Pair it with networklist

tcpip/network_interfaces tells you the host's own addressing. It does not tell you which named networks the host connected to over time, or whether they were "Public" or "Domain" profiled. That is the job of the networklist plugin, which reads SOFTWARE\Microsoft\Windows NT\CurrentVersion\NetworkList. Used together they are complementary:

  • tcpip gives the current per-interface IP, DHCP server, and lease window — a point-in-time snapshot, mostly the present.
  • networklist gives the history of named networks, their first/last connection dates, and their gateway MAC addresses — a timeline of where the machine has been.

The gateway MAC from networklist and the DhcpDefaultGateway IP from tcpip describe the same upstream device from two angles. When both point at the same network, you have a corroborated location. The DhcpServer from tcpip and the network profile from networklist together answer "was this a corporate network or a coffee-shop Wi-Fi" for the segment the host was last on.
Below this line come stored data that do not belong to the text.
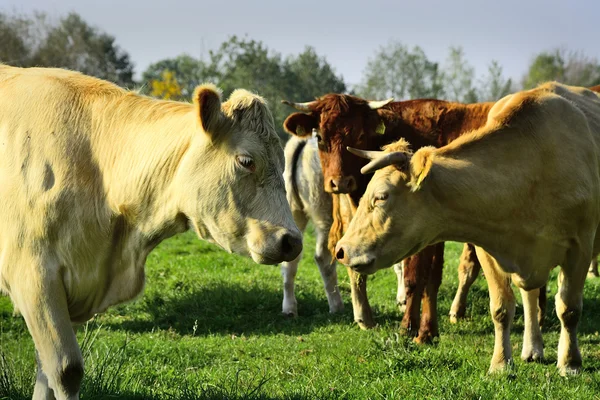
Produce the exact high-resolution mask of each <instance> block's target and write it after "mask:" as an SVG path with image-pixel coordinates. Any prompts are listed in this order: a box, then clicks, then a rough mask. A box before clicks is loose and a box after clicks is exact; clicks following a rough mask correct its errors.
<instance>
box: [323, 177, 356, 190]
mask: <svg viewBox="0 0 600 400" xmlns="http://www.w3.org/2000/svg"><path fill="white" fill-rule="evenodd" d="M355 190H356V179H354V177H353V176H352V175H350V176H334V177H333V178H330V179H329V180H328V181H327V183H326V184H325V191H327V192H329V193H352V192H353V191H355Z"/></svg>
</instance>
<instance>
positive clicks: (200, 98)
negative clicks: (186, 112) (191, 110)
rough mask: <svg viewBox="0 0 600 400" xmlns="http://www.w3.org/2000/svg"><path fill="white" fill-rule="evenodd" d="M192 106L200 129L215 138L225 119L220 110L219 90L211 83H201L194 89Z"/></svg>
mask: <svg viewBox="0 0 600 400" xmlns="http://www.w3.org/2000/svg"><path fill="white" fill-rule="evenodd" d="M193 101H194V106H195V108H196V115H197V116H198V122H199V123H200V127H201V128H202V130H203V131H204V132H205V133H206V134H207V135H208V136H210V138H211V139H212V140H215V139H216V138H217V137H218V136H219V133H220V131H222V130H223V129H222V128H223V125H224V122H225V120H226V117H225V115H224V114H223V112H222V111H221V91H220V90H219V89H218V88H217V87H216V86H215V85H213V84H210V83H209V84H203V85H200V86H198V87H197V88H196V90H194V97H193Z"/></svg>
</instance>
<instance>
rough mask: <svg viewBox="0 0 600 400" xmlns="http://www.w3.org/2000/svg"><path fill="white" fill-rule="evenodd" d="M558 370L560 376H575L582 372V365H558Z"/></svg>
mask: <svg viewBox="0 0 600 400" xmlns="http://www.w3.org/2000/svg"><path fill="white" fill-rule="evenodd" d="M558 372H559V374H560V376H565V377H567V376H574V375H578V374H579V372H581V365H566V366H562V367H558Z"/></svg>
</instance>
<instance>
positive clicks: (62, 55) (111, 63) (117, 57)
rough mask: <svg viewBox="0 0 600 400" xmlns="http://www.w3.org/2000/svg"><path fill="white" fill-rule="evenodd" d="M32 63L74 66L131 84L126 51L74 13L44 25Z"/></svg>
mask: <svg viewBox="0 0 600 400" xmlns="http://www.w3.org/2000/svg"><path fill="white" fill-rule="evenodd" d="M31 64H33V65H41V66H46V67H62V68H68V69H73V70H76V71H80V72H83V73H85V74H88V75H92V76H96V77H98V78H102V79H106V80H109V81H112V82H115V83H117V84H118V85H121V86H125V87H131V86H133V84H134V82H133V65H132V63H131V61H130V60H129V54H127V53H126V52H125V51H123V50H122V49H121V48H120V47H119V46H117V45H116V44H115V38H114V37H113V36H110V35H108V34H106V33H103V32H100V31H98V30H97V29H96V28H93V27H91V26H89V25H88V24H87V23H86V22H85V21H84V20H83V19H82V18H81V17H80V16H79V15H78V14H75V13H70V14H69V15H67V16H66V17H64V18H62V19H61V20H60V22H59V24H58V25H50V26H48V27H47V33H46V34H45V37H43V38H42V39H41V40H40V45H39V46H38V47H37V48H35V49H34V52H33V55H32V59H31Z"/></svg>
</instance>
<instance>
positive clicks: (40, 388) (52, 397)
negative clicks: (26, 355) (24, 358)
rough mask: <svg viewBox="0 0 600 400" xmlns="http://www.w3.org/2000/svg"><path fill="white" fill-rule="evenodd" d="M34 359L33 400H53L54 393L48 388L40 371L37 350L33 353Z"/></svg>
mask: <svg viewBox="0 0 600 400" xmlns="http://www.w3.org/2000/svg"><path fill="white" fill-rule="evenodd" d="M35 359H36V364H37V374H36V378H35V387H34V388H33V397H32V399H33V400H54V399H56V397H54V392H53V391H52V389H50V386H48V378H47V377H46V374H44V371H43V370H42V363H41V361H40V356H39V353H38V352H37V350H36V351H35Z"/></svg>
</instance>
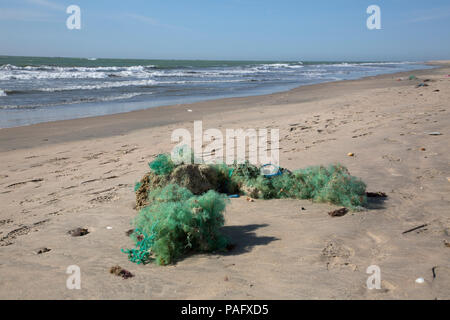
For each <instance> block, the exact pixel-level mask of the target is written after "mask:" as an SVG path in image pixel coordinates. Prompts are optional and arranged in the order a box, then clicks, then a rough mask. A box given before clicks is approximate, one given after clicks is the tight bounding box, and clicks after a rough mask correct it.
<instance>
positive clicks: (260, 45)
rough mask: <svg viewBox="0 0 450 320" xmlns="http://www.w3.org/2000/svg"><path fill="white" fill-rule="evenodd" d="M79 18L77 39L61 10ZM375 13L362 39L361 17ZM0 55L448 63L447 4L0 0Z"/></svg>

The CurrentControlSet gotcha

CurrentControlSet does not exist on disk. It is a volatile key that Windows constructs at boot by pointing at one of the numbered control sets — ControlSet001, ControlSet002, and so on. When you mount a hive offline, there is no CurrentControlSet to read. If a tool blindly opens CurrentControlSet\Services\Tcpip\Parameters against a dead hive, it either fails or, worse, silently reads the wrong control set.

The correct resolution: read SYSTEM\Select\Current, which is a REG_DWORD. A value of 1 means ControlSet001 is the active set, 2 means ControlSet002, and so on. The plugins here do this — they read Select\Current, and if it is a positive number they target ControlSet00N zero-padded to three digits; only if that fails do they fall back to ControlSet001, and then to the literal CurrentControlSet for the live-hive case. Reading the wrong control set is not a hypothetical: after certain failed boots, LastKnownGood and Current diverge, and the inactive set can hold a different IP configuration. Always resolve through Select\Current, and state in your notes which control set you read.

One more caveat worth hedging on: the Interfaces subkeys persist. A GUID with an IP in the hive does not guarantee that interface was active at acquisition — it may be a stale entry from a previous DHCP lease on a now-disconnected adapter. The lease timestamps are how you tell live from stale. Treat an interface with no recent LeaseObtainedTime as historical, not current.

Tools

  • RegRipper's tcpip / nic2 plugins. These read the Tcpip parameters, walk the interfaces, decode the lease epoch times, and correlate the GUID to NetworkCards. See the RegRipper plugins reference for the broader set.
  • Eric Zimmerman's Registry Explorer / RECmd. Browse Tcpip\Parameters\Interfaces directly and read the raw lease values.
  • You can analyze a SYSTEM hive in your browser on this site, which runs the tcpip_params and network_interfaces plugins and, with the SOFTWARE hive loaded, resolves the GUID to its friendly adapter name.

Load SYSTEM and SOFTWARE together, resolve the control set through Select\Current, read the lease timestamps as epoch seconds, and pair the result with networklist. Done that way, the registry alone reconstructs the host's network identity — name, addresses, segment, and the window it held them — with timestamps precise enough to anchor a timeline.